The working group on representation discusses the use of data, maps, models, and interfaces in design. The authors widen the sensory modalities critical to these forms of representation and address principles for describing complex relationships and an abundance of data. 

A working group of nine faculty and administrators of doctoral design programs from around the world addresses concerns arising from the growing number of advanced programs. They discuss indeterminate standards and consequences under the conflation of traditional research with reflections on one’s own making under the same PhD degree title. To sort out the differences between research that produces generalizable knowledge for the field and research conducted in practice settings that informs case-specific design decisions and products, the group proposes curricular distinctions between PhD in Design and Doctor of Design degrees.

Although there is no separate report, work on design ethics informed the overall project and contributed to the principles for practice in the opening article.
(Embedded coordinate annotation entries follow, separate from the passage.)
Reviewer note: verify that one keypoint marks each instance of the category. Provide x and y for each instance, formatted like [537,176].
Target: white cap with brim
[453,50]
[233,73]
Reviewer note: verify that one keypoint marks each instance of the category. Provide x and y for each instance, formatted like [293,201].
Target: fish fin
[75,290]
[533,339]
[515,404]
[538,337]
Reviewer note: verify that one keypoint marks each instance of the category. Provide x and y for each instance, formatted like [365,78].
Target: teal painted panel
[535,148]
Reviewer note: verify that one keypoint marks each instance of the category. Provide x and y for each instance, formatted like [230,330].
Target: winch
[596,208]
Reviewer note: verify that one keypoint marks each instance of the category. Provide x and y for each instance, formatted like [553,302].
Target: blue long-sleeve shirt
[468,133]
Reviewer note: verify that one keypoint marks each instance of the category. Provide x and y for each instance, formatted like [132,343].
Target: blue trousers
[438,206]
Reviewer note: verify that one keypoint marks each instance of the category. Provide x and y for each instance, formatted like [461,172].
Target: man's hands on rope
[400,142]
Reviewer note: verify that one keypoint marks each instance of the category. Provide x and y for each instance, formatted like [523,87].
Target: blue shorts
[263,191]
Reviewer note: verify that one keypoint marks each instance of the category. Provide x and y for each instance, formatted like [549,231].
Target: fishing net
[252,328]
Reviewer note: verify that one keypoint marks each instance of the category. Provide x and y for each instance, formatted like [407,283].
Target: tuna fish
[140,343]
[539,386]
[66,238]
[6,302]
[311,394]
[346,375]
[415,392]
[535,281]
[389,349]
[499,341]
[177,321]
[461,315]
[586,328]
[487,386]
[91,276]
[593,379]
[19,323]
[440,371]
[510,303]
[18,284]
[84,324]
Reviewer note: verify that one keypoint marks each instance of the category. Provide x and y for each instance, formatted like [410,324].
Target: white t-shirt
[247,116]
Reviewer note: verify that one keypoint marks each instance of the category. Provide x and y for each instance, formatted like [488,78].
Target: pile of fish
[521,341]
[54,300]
The Future of Design Education maintained an interest in integrating ethics with the working groups’ content. The Future of Design Education made an effort to select topics that represent an ethical position by their very inclusion, as well as to identify values-oriented concerns within each topic. And while there is no She Ji article on design methods, related principles appear on this website.  

Finally, this special issue is not a once-and-done answer to issues facing higher education in design. It encourages the work of college and university programs in a form of action research that explores concepts through ongoing collaboration with practice. The Future ofDesign Education hopes that its recommendations will prompt discourse, experimentation, and improvement in how design education responds to a rapidly changing world of practice.